Accordingly, the Individual Plaintiffs do not have standing to pursue any contractual claims. Therefore, those claims are dismissed.

IY. The FDIC’s Contractual Claims Do Not Have a Justiciable Controversy with the Government

Because this Court has held that the Individual Plaintiffs do not possess standing to pursue any contract claims against the United States, the issue of the standing of Plaintiff FDIC can be resolved with dispatch. Plaintiff FDIC, as manager of the FRF, presents claims in the amount of $2.2 million. However, the FRF, also, holds a claim against the receivership exceeding $23 million.

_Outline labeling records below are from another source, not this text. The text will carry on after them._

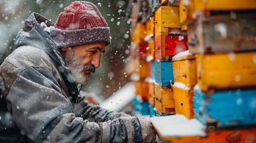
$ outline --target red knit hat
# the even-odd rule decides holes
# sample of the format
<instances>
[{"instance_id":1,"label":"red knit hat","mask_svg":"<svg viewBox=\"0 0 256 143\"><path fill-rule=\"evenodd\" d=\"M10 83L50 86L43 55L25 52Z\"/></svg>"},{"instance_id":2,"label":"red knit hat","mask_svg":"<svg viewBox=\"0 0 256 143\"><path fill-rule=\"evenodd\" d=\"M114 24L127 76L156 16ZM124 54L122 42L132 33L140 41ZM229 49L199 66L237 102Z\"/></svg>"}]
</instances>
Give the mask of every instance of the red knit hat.
<instances>
[{"instance_id":1,"label":"red knit hat","mask_svg":"<svg viewBox=\"0 0 256 143\"><path fill-rule=\"evenodd\" d=\"M60 14L51 37L58 47L87 44L110 44L110 30L97 7L92 3L75 1Z\"/></svg>"}]
</instances>

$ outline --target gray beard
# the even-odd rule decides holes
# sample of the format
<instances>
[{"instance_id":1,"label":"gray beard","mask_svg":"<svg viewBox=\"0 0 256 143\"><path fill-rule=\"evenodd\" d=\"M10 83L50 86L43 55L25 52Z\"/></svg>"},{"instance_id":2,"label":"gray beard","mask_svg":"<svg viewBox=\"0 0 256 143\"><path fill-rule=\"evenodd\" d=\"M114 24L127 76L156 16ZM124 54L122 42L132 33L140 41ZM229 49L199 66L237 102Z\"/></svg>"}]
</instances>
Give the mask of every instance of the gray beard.
<instances>
[{"instance_id":1,"label":"gray beard","mask_svg":"<svg viewBox=\"0 0 256 143\"><path fill-rule=\"evenodd\" d=\"M85 73L84 71L90 70L94 73L95 68L91 64L83 65L81 58L72 52L71 55L67 56L64 59L66 66L70 68L75 82L77 84L88 84L91 81L91 74Z\"/></svg>"}]
</instances>

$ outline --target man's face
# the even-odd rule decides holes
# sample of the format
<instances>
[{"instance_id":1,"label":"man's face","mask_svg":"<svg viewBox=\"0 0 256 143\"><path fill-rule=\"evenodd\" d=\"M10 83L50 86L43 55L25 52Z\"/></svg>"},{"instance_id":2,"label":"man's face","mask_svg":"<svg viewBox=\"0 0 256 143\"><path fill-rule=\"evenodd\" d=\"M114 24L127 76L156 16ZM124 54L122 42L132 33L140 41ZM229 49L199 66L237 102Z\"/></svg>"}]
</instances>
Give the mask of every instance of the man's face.
<instances>
[{"instance_id":1,"label":"man's face","mask_svg":"<svg viewBox=\"0 0 256 143\"><path fill-rule=\"evenodd\" d=\"M105 51L106 44L102 43L61 48L66 65L70 68L78 84L90 81L91 75L99 67L101 54Z\"/></svg>"}]
</instances>

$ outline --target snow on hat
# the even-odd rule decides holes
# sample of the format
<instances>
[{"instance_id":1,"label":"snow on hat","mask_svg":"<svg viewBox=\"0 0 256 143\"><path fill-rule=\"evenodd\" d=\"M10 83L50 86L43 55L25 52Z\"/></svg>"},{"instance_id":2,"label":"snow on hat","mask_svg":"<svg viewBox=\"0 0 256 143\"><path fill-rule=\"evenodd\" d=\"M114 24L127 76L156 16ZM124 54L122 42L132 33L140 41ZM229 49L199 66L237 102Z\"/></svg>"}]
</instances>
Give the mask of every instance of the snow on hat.
<instances>
[{"instance_id":1,"label":"snow on hat","mask_svg":"<svg viewBox=\"0 0 256 143\"><path fill-rule=\"evenodd\" d=\"M81 1L72 2L60 14L51 37L59 48L110 43L110 29L97 7Z\"/></svg>"}]
</instances>

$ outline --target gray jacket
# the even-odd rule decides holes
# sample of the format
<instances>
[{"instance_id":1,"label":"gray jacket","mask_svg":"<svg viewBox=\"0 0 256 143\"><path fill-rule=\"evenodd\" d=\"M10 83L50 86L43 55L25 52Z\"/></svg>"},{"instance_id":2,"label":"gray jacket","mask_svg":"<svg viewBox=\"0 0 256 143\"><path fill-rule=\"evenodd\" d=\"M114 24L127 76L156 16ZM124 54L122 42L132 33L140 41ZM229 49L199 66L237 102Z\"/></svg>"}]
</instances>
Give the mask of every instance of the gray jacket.
<instances>
[{"instance_id":1,"label":"gray jacket","mask_svg":"<svg viewBox=\"0 0 256 143\"><path fill-rule=\"evenodd\" d=\"M154 140L149 121L91 105L78 95L59 50L40 26L42 22L53 25L32 13L17 36L16 49L0 66L0 142Z\"/></svg>"}]
</instances>

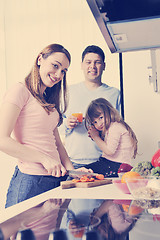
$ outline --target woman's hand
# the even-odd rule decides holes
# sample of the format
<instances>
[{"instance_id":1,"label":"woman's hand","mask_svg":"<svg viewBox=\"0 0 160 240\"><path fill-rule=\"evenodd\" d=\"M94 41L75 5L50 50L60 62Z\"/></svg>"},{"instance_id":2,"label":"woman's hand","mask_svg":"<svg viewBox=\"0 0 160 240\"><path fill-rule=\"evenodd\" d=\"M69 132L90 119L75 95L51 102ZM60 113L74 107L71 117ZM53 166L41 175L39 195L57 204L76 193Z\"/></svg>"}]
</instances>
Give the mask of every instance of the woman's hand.
<instances>
[{"instance_id":1,"label":"woman's hand","mask_svg":"<svg viewBox=\"0 0 160 240\"><path fill-rule=\"evenodd\" d=\"M66 174L66 169L63 167L63 165L49 156L45 156L45 158L41 161L41 164L48 172L48 175L61 177Z\"/></svg>"},{"instance_id":2,"label":"woman's hand","mask_svg":"<svg viewBox=\"0 0 160 240\"><path fill-rule=\"evenodd\" d=\"M96 137L99 137L99 131L94 126L91 126L88 130L88 137L94 140Z\"/></svg>"}]
</instances>

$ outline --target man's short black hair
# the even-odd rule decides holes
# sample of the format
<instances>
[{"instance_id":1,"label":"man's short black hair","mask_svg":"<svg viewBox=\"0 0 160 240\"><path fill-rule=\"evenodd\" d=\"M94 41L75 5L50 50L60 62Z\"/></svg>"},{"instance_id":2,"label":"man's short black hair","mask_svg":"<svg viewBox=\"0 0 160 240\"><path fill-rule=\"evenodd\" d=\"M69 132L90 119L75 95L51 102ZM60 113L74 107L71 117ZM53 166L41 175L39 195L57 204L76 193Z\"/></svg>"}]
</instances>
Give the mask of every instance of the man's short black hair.
<instances>
[{"instance_id":1,"label":"man's short black hair","mask_svg":"<svg viewBox=\"0 0 160 240\"><path fill-rule=\"evenodd\" d=\"M104 55L104 52L103 50L98 47L98 46L95 46L95 45L91 45L91 46L88 46L85 48L85 50L83 51L82 53L82 62L84 60L84 57L87 53L96 53L98 54L101 58L102 58L102 61L104 62L105 60L105 55Z\"/></svg>"}]
</instances>

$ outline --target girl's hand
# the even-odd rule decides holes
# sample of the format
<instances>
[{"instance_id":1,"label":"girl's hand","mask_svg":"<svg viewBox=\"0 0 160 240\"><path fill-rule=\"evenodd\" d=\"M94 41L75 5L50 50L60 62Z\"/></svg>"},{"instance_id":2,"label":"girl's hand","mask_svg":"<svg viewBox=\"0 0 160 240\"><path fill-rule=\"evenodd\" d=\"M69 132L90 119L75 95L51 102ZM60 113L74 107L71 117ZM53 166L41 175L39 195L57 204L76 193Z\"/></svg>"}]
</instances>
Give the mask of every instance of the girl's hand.
<instances>
[{"instance_id":1,"label":"girl's hand","mask_svg":"<svg viewBox=\"0 0 160 240\"><path fill-rule=\"evenodd\" d=\"M99 137L99 131L94 126L91 126L88 130L88 137L94 140L96 137Z\"/></svg>"},{"instance_id":2,"label":"girl's hand","mask_svg":"<svg viewBox=\"0 0 160 240\"><path fill-rule=\"evenodd\" d=\"M75 128L78 123L79 122L78 122L77 118L72 115L67 118L67 127L70 129Z\"/></svg>"},{"instance_id":3,"label":"girl's hand","mask_svg":"<svg viewBox=\"0 0 160 240\"><path fill-rule=\"evenodd\" d=\"M66 169L63 167L63 165L49 156L46 156L45 159L41 161L41 164L48 172L48 175L52 175L54 177L61 177L66 174Z\"/></svg>"}]
</instances>

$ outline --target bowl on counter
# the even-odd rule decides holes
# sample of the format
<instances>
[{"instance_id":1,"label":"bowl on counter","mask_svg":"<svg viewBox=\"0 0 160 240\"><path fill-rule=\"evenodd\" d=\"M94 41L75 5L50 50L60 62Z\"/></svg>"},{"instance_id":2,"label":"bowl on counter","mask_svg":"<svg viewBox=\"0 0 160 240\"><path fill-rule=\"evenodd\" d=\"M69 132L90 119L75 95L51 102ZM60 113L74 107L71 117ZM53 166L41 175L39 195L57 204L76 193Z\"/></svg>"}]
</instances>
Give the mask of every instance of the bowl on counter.
<instances>
[{"instance_id":1,"label":"bowl on counter","mask_svg":"<svg viewBox=\"0 0 160 240\"><path fill-rule=\"evenodd\" d=\"M126 178L126 183L134 199L160 200L160 177Z\"/></svg>"},{"instance_id":2,"label":"bowl on counter","mask_svg":"<svg viewBox=\"0 0 160 240\"><path fill-rule=\"evenodd\" d=\"M112 183L123 193L130 194L129 188L127 186L127 183L121 183L121 179L113 179Z\"/></svg>"}]
</instances>

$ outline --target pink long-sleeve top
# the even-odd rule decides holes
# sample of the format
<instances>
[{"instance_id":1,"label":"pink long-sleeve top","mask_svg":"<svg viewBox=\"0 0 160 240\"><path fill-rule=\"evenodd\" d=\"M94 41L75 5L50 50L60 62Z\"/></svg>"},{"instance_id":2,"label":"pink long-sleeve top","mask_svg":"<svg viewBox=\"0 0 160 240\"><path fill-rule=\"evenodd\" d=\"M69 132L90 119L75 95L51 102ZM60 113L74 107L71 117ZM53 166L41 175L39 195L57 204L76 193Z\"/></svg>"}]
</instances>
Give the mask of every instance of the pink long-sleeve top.
<instances>
[{"instance_id":1,"label":"pink long-sleeve top","mask_svg":"<svg viewBox=\"0 0 160 240\"><path fill-rule=\"evenodd\" d=\"M131 164L134 147L128 130L121 123L111 123L106 131L104 141L107 144L107 149L113 154L109 155L103 152L102 157L114 162Z\"/></svg>"}]
</instances>

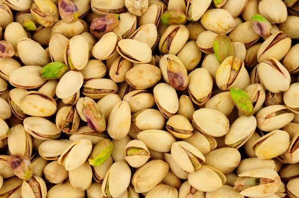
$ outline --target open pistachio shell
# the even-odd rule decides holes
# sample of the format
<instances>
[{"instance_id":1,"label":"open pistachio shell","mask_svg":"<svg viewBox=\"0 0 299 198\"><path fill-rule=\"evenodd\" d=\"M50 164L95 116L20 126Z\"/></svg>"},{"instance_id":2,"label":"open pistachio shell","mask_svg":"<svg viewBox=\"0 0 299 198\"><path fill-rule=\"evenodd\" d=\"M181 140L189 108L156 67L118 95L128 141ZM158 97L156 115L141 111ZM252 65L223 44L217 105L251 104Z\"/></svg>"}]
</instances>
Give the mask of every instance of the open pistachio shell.
<instances>
[{"instance_id":1,"label":"open pistachio shell","mask_svg":"<svg viewBox=\"0 0 299 198\"><path fill-rule=\"evenodd\" d=\"M140 167L132 179L136 192L145 193L152 189L163 180L168 169L168 164L159 160L151 161Z\"/></svg>"},{"instance_id":2,"label":"open pistachio shell","mask_svg":"<svg viewBox=\"0 0 299 198\"><path fill-rule=\"evenodd\" d=\"M271 159L287 151L290 144L290 135L287 132L275 130L258 139L253 144L252 149L255 150L259 159Z\"/></svg>"},{"instance_id":3,"label":"open pistachio shell","mask_svg":"<svg viewBox=\"0 0 299 198\"><path fill-rule=\"evenodd\" d=\"M225 115L216 110L202 108L194 112L192 122L203 133L221 137L228 132L229 123Z\"/></svg>"},{"instance_id":4,"label":"open pistachio shell","mask_svg":"<svg viewBox=\"0 0 299 198\"><path fill-rule=\"evenodd\" d=\"M225 176L221 172L205 165L188 175L188 181L191 186L198 191L206 192L217 190L222 186L226 180Z\"/></svg>"},{"instance_id":5,"label":"open pistachio shell","mask_svg":"<svg viewBox=\"0 0 299 198\"><path fill-rule=\"evenodd\" d=\"M264 131L272 131L287 125L294 114L283 105L272 105L263 108L256 115L257 126Z\"/></svg>"}]
</instances>

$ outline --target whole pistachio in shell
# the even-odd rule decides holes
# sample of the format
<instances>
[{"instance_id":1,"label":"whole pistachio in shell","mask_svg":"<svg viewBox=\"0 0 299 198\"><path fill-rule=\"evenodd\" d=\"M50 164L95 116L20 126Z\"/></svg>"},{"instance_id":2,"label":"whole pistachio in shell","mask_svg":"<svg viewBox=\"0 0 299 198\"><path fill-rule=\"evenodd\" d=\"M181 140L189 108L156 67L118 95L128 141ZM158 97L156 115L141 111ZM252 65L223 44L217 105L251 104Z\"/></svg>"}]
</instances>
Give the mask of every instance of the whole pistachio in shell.
<instances>
[{"instance_id":1,"label":"whole pistachio in shell","mask_svg":"<svg viewBox=\"0 0 299 198\"><path fill-rule=\"evenodd\" d=\"M221 188L225 183L225 176L215 168L202 165L201 168L188 175L190 185L198 191L211 192Z\"/></svg>"},{"instance_id":2,"label":"whole pistachio in shell","mask_svg":"<svg viewBox=\"0 0 299 198\"><path fill-rule=\"evenodd\" d=\"M59 0L58 6L59 15L63 21L72 23L78 19L79 8L71 0Z\"/></svg>"},{"instance_id":3,"label":"whole pistachio in shell","mask_svg":"<svg viewBox=\"0 0 299 198\"><path fill-rule=\"evenodd\" d=\"M130 13L141 16L148 9L149 0L126 0L125 5Z\"/></svg>"},{"instance_id":4,"label":"whole pistachio in shell","mask_svg":"<svg viewBox=\"0 0 299 198\"><path fill-rule=\"evenodd\" d=\"M51 116L57 110L56 101L52 97L33 91L24 94L19 102L24 113L33 116Z\"/></svg>"},{"instance_id":5,"label":"whole pistachio in shell","mask_svg":"<svg viewBox=\"0 0 299 198\"><path fill-rule=\"evenodd\" d=\"M216 82L221 91L232 88L243 90L250 84L250 79L244 62L231 56L225 59L217 70Z\"/></svg>"},{"instance_id":6,"label":"whole pistachio in shell","mask_svg":"<svg viewBox=\"0 0 299 198\"><path fill-rule=\"evenodd\" d=\"M200 22L206 29L217 34L227 34L234 28L236 25L231 14L221 8L208 10L201 17Z\"/></svg>"},{"instance_id":7,"label":"whole pistachio in shell","mask_svg":"<svg viewBox=\"0 0 299 198\"><path fill-rule=\"evenodd\" d=\"M39 177L33 177L27 181L23 181L21 187L22 197L46 198L47 187Z\"/></svg>"},{"instance_id":8,"label":"whole pistachio in shell","mask_svg":"<svg viewBox=\"0 0 299 198\"><path fill-rule=\"evenodd\" d=\"M131 181L136 192L145 193L152 189L163 180L168 169L168 164L160 160L152 160L140 167Z\"/></svg>"},{"instance_id":9,"label":"whole pistachio in shell","mask_svg":"<svg viewBox=\"0 0 299 198\"><path fill-rule=\"evenodd\" d=\"M162 54L176 55L188 40L189 32L184 25L173 24L165 30L159 42Z\"/></svg>"},{"instance_id":10,"label":"whole pistachio in shell","mask_svg":"<svg viewBox=\"0 0 299 198\"><path fill-rule=\"evenodd\" d=\"M252 149L259 159L271 159L287 151L290 144L290 135L287 132L275 130L256 141Z\"/></svg>"},{"instance_id":11,"label":"whole pistachio in shell","mask_svg":"<svg viewBox=\"0 0 299 198\"><path fill-rule=\"evenodd\" d=\"M31 179L33 168L28 158L22 155L11 155L8 160L11 170L19 178L25 181Z\"/></svg>"},{"instance_id":12,"label":"whole pistachio in shell","mask_svg":"<svg viewBox=\"0 0 299 198\"><path fill-rule=\"evenodd\" d=\"M104 15L93 20L90 24L90 33L96 37L100 38L113 31L119 23L118 14L111 13Z\"/></svg>"},{"instance_id":13,"label":"whole pistachio in shell","mask_svg":"<svg viewBox=\"0 0 299 198\"><path fill-rule=\"evenodd\" d=\"M166 118L178 110L178 99L175 90L165 83L160 83L153 88L154 100L162 114Z\"/></svg>"},{"instance_id":14,"label":"whole pistachio in shell","mask_svg":"<svg viewBox=\"0 0 299 198\"><path fill-rule=\"evenodd\" d=\"M232 100L238 109L246 116L252 115L254 108L249 96L237 88L232 88L230 92Z\"/></svg>"},{"instance_id":15,"label":"whole pistachio in shell","mask_svg":"<svg viewBox=\"0 0 299 198\"><path fill-rule=\"evenodd\" d=\"M185 13L179 8L173 8L164 12L161 16L161 22L166 25L173 24L184 24L187 21Z\"/></svg>"},{"instance_id":16,"label":"whole pistachio in shell","mask_svg":"<svg viewBox=\"0 0 299 198\"><path fill-rule=\"evenodd\" d=\"M201 168L205 161L203 155L196 147L184 141L174 143L171 146L171 156L183 170L194 173Z\"/></svg>"},{"instance_id":17,"label":"whole pistachio in shell","mask_svg":"<svg viewBox=\"0 0 299 198\"><path fill-rule=\"evenodd\" d=\"M64 106L57 113L55 122L58 129L64 133L75 133L79 127L80 117L74 106Z\"/></svg>"},{"instance_id":18,"label":"whole pistachio in shell","mask_svg":"<svg viewBox=\"0 0 299 198\"><path fill-rule=\"evenodd\" d=\"M255 14L251 19L254 31L263 38L270 36L270 30L272 27L271 23L260 14Z\"/></svg>"},{"instance_id":19,"label":"whole pistachio in shell","mask_svg":"<svg viewBox=\"0 0 299 198\"><path fill-rule=\"evenodd\" d=\"M160 59L159 66L164 80L168 85L177 91L187 88L189 84L187 70L178 58L172 54L165 54Z\"/></svg>"},{"instance_id":20,"label":"whole pistachio in shell","mask_svg":"<svg viewBox=\"0 0 299 198\"><path fill-rule=\"evenodd\" d=\"M292 39L282 31L272 34L259 49L257 54L259 63L263 63L271 58L280 61L290 50L291 42Z\"/></svg>"},{"instance_id":21,"label":"whole pistachio in shell","mask_svg":"<svg viewBox=\"0 0 299 198\"><path fill-rule=\"evenodd\" d=\"M216 57L221 63L229 56L234 56L232 43L225 34L218 34L215 38L213 48Z\"/></svg>"},{"instance_id":22,"label":"whole pistachio in shell","mask_svg":"<svg viewBox=\"0 0 299 198\"><path fill-rule=\"evenodd\" d=\"M129 142L125 148L125 159L132 167L139 168L147 163L150 154L147 146L140 140Z\"/></svg>"},{"instance_id":23,"label":"whole pistachio in shell","mask_svg":"<svg viewBox=\"0 0 299 198\"><path fill-rule=\"evenodd\" d=\"M196 110L192 115L192 123L206 135L221 137L229 130L229 123L226 116L217 110L202 108Z\"/></svg>"},{"instance_id":24,"label":"whole pistachio in shell","mask_svg":"<svg viewBox=\"0 0 299 198\"><path fill-rule=\"evenodd\" d=\"M277 173L269 169L255 169L238 175L234 189L247 197L265 197L278 190L281 179ZM265 191L265 189L267 189Z\"/></svg>"},{"instance_id":25,"label":"whole pistachio in shell","mask_svg":"<svg viewBox=\"0 0 299 198\"><path fill-rule=\"evenodd\" d=\"M180 139L190 137L193 130L189 120L180 115L174 115L169 117L166 123L166 129L174 137Z\"/></svg>"},{"instance_id":26,"label":"whole pistachio in shell","mask_svg":"<svg viewBox=\"0 0 299 198\"><path fill-rule=\"evenodd\" d=\"M113 149L112 142L109 139L103 138L93 148L88 158L92 166L100 166L111 155Z\"/></svg>"},{"instance_id":27,"label":"whole pistachio in shell","mask_svg":"<svg viewBox=\"0 0 299 198\"><path fill-rule=\"evenodd\" d=\"M118 179L121 178L122 180ZM111 166L105 176L102 186L102 193L107 197L118 197L130 185L131 171L128 164L117 162Z\"/></svg>"},{"instance_id":28,"label":"whole pistachio in shell","mask_svg":"<svg viewBox=\"0 0 299 198\"><path fill-rule=\"evenodd\" d=\"M296 113L299 113L298 102L298 89L299 83L291 84L290 88L284 93L284 102L287 107Z\"/></svg>"}]
</instances>

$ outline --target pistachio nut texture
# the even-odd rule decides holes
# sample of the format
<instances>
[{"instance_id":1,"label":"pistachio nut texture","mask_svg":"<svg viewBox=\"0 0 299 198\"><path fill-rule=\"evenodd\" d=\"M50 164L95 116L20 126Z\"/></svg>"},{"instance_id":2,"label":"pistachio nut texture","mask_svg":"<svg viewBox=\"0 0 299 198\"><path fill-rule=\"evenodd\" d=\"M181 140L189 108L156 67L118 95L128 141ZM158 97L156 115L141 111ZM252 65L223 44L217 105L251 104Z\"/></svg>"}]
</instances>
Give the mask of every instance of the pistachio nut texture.
<instances>
[{"instance_id":1,"label":"pistachio nut texture","mask_svg":"<svg viewBox=\"0 0 299 198\"><path fill-rule=\"evenodd\" d=\"M298 0L0 0L0 198L299 198L298 40Z\"/></svg>"}]
</instances>

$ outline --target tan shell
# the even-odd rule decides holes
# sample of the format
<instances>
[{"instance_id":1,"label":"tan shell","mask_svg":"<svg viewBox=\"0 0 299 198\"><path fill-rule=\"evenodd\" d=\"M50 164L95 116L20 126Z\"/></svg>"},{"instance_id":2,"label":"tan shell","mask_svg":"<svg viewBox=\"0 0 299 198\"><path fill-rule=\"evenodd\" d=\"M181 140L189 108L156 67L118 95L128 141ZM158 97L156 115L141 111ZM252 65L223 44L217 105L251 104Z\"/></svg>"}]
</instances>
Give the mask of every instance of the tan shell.
<instances>
[{"instance_id":1,"label":"tan shell","mask_svg":"<svg viewBox=\"0 0 299 198\"><path fill-rule=\"evenodd\" d=\"M234 29L236 24L231 14L221 8L209 9L203 14L200 22L206 29L217 33L227 34Z\"/></svg>"},{"instance_id":2,"label":"tan shell","mask_svg":"<svg viewBox=\"0 0 299 198\"><path fill-rule=\"evenodd\" d=\"M41 78L41 68L39 66L26 66L16 69L10 73L9 83L19 88L31 89L40 87L46 81Z\"/></svg>"},{"instance_id":3,"label":"tan shell","mask_svg":"<svg viewBox=\"0 0 299 198\"><path fill-rule=\"evenodd\" d=\"M152 189L163 180L168 169L168 164L159 160L151 161L142 166L132 177L135 191L141 193Z\"/></svg>"},{"instance_id":4,"label":"tan shell","mask_svg":"<svg viewBox=\"0 0 299 198\"><path fill-rule=\"evenodd\" d=\"M56 95L59 99L66 99L75 94L83 84L83 76L80 72L69 71L59 80Z\"/></svg>"},{"instance_id":5,"label":"tan shell","mask_svg":"<svg viewBox=\"0 0 299 198\"><path fill-rule=\"evenodd\" d=\"M137 137L148 148L163 152L170 151L171 145L175 142L171 134L162 130L146 130L139 133Z\"/></svg>"},{"instance_id":6,"label":"tan shell","mask_svg":"<svg viewBox=\"0 0 299 198\"><path fill-rule=\"evenodd\" d=\"M225 115L216 110L202 108L194 112L192 122L203 133L221 137L228 132L229 123Z\"/></svg>"}]
</instances>

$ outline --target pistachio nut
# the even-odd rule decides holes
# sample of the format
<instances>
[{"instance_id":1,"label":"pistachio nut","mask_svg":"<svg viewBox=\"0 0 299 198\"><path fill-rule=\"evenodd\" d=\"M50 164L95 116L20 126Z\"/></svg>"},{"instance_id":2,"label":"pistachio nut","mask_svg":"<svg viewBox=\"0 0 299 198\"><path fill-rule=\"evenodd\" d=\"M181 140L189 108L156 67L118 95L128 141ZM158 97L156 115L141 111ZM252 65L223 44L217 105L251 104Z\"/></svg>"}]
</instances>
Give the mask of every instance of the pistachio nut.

Following the decisions of Landmark Land Co. v. United States, 256 F.3d 1365, 1379-82 (2001) and Glass, 258 F.3d at 1355-56, it is patently obvious that the FDIC does not have standing to pursue its claims. The FDIC does not possess standing in this case because it cannot establish an adverse relationship between itself and the Government due to the fact that if the FDIC were to obtain a judgment against the Government, the claim of the receivership would result in a repayment of-any proceeds to the FRF. As such, Plaintiff FDIC’s claims present a nonjusticiable intra-governmental controversy. This precedent of Glass and Landmark has been consistently followed by this Court in similar cases. Hansen BanCorp, Inc. v. United States, 51 Fed.Cl. 679, 681 (2002); Admiral Fin. Corp. v. United States, 51 Fed. Cl. 366, 367-68 (2002); FDIC v. United States, 51 Fed.Cl. 265, 276 (2001). Likewise this Court has consistently rejected Plaintiff FDIC’s contention, as it continues to make here, that squabbling among co-plaintiffs is converted into a claim that the Court of Federal Claims possesses subject matter jurisdiction to adjudicate. Hansen, 51 Fed.Cl. at 681; FDIC, 51 Fed.Cl. at 276. Moreover, Plaintiff FDIC’s argument that it possesses standing because it claims ownership of the *667Individual Plaintiffs’ claims is rendered moot because the Individual Plaintiffs do not possess standing to pursue their claims. Accordingly, the Court dismisses Plaintiff FDIC’s contract claims against the Government relating to the 1987 conversion of Security Federal.

V. Conclusion

Neither the Individual Plaintiffs nor Plaintiff FDIC possess standing to pursue their contractual claims relating to the 1987 conversion of Security Federal. Accordingly, Defendant’s motion to dismiss the Individual Plaintiffs, dated May 14, 1997; Defendant’s Supplemental motion to dismiss the Individual Plaintiffs, dated October 10, 2000; and Defendant’s motion to dismiss Plaintiff FDIC, dated October 26, 2000, are GRANTED in part. Plaintiff FDIC’s motion for adjudication of claim ownership, dated March 4, 2002; Plaintiff FDIC’s motion for summary judgment on liability, filed October 10, 2000; and Plaintiff FDIC’s motion for summary judgment on Defendant’s statute of limitations defense, filed January 11, 2001, are DENIED. The Individual Plaintiffs’ “short form” motion for partial summary judgment as to liability, filed March 3, 1997, is DENIED.

Because other claims, such as takings claims, have not been fully briefed, the parties are ORDERED to file a joint status report within 10 days of the entry of this opinion, which will present the Court with a proposed briefing schedule for all remaining claims in this case and three mutually agreeable dates for a status conference.